I think someone on the form feeds there mice cockroaches.I bet the Mice love chasing those around the cage but the crunch ewww lol.


----------



## Rhasputin (Feb 21, 2010)

My mice and rats enjoy the occasional batch of live crickets! They go crazy chasing them!


----------



## geordiesmice (Oct 26, 2010)

I have never tried them with crickets .How do you keep the crickets alive Rhasputin in between feeds?


----------



## Rhasputin (Feb 21, 2010)

I use them all up in one session. But they do make cricket food, gel for water, and cricket keepers for people who use them as reptile feeders.

I just buy them from the fishing store. It's like $5 for 50-100, however many they scoop up.


----------



## geordiesmice (Oct 26, 2010)

I see thanks for that, My local pets at home have tanks of Crickets I might get a few and try them


----------



## Marjolijn (Jan 1, 2009)

Mice love insects, all sorts.

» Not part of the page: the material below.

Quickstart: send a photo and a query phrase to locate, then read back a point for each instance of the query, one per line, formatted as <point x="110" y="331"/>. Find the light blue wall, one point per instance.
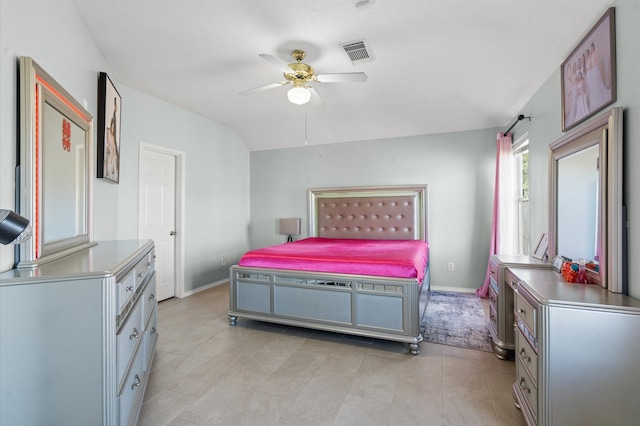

I give them crickets and buffaloworms sometime. Just kill the weevils (I think they're dead already) and give your mice their extra yummie food!


----------



## geordiesmice (Oct 26, 2010)

I have never come across weevils apart from the vine weevils and there grubs that you get in potted plants the adult being a slow moving beetle.Those little bugs you sometimes see in flour are they weevils?.I have ever bought any feed with bugs in either.I have bred My own meal worms many times I just buy dry ones now but never had much to do with the weevil.


----------



## SarahC (Oct 3, 2008)

these are the ones we get in our flour,imaginatively named flour beetles :lol: The op is in the USA so may get different pests

Tenebrio
Tribolium

Flour beetles are members of the darkling beetle genera Tribolium or Tenebrio. They are pests of cereal silos and are widely used as laboratory animals, as they are easy to keep. The flour beetles enjoy wheat and other grains and are adapted to survive in very dry environments and can withstand high amounts of radiation (even more than cockroaches).[1] They are a major pest in the agricultural industry and are highly resistant to insecticides.

The larvae of T. molitor when full-grown are known as mealworms, small specimens and the larvae of the other species are called mini mealworms.


----------